A Sermon preached at St Martin-in-the-Fields on September 7, 2024 by Revd Dr Sam Wells

I want to tell you about a conversation that changed my life, and is a big reason why I join you at this service here today. Today would have been my mother’s 94th birthday: but it isn’t, because 40 years ago she died after a 15-year journey with cancer. I was 18 and bewildered; coming to terms with a terminal illness that goes on forever was one thing; but the transfer to grief and loss was another.

To make sense of it I reached out to my schoolfriends. But how could they understand? Yet one of them did. I got news about Steve. I hadn’t seen him for a few months, but I took courage and called. ‘I heard about your mum,’ I said. ‘Yeah,’ he grunted. ‘I wondered if you’d like to meet for a drink,’ I ventured. ‘Why not?’ he replied.

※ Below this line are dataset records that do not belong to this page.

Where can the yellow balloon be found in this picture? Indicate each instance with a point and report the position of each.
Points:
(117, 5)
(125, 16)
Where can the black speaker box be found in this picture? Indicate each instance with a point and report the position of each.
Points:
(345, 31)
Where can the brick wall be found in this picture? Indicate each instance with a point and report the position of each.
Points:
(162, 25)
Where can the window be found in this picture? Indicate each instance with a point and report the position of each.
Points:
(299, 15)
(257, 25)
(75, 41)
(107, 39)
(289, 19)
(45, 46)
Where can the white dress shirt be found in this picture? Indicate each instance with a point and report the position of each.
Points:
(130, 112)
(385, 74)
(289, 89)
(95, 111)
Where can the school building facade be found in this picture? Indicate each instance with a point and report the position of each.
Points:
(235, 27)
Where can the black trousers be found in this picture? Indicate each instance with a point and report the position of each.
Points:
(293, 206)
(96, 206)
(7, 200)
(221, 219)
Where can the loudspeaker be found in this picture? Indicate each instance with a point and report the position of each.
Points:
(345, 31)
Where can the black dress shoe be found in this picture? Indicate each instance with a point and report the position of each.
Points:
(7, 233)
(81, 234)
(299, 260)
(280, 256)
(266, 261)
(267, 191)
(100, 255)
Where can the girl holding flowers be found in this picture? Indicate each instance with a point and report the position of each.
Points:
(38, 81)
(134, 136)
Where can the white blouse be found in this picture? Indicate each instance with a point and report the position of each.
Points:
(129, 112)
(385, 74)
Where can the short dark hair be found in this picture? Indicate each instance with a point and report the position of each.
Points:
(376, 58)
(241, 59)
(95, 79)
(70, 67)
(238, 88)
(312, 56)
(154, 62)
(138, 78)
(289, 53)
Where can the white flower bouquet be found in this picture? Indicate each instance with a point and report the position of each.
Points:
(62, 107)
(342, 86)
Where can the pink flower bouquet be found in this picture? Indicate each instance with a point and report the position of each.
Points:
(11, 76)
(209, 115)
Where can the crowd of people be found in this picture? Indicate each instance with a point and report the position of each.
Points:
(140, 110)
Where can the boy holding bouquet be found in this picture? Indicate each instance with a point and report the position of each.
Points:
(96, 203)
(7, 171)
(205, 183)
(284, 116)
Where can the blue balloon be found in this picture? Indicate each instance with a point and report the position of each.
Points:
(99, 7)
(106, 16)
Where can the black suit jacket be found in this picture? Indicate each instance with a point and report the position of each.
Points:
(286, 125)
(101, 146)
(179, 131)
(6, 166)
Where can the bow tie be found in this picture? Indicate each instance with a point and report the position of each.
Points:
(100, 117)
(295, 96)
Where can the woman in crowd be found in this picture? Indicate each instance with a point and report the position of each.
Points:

He told me how one morning his mother sent his dad off to work, gave him a hug, and then set off from her house in Bristol, my hometown. But that morning she didn’t go to work. Instead, she walked half a mile, laid down her briefcase, and jumped to her death from Clifton Suspension Bridge. He said the words matter-of-factly. I was in awe of how he held it together. I said, ‘I had no idea your mum was so ill.’ He said, ‘We didn’t talk about it.’ Then I told him my story. Of how my mother told me when I was five that she might not come home. And again when I was nine. And again when I was 15, though with more finality this time. And how still she did. Until eventually, painfully and agonisingly, it was over. He said, ‘I had no idea your mum was so ill.’ I said, ‘We didn’t talk about it.’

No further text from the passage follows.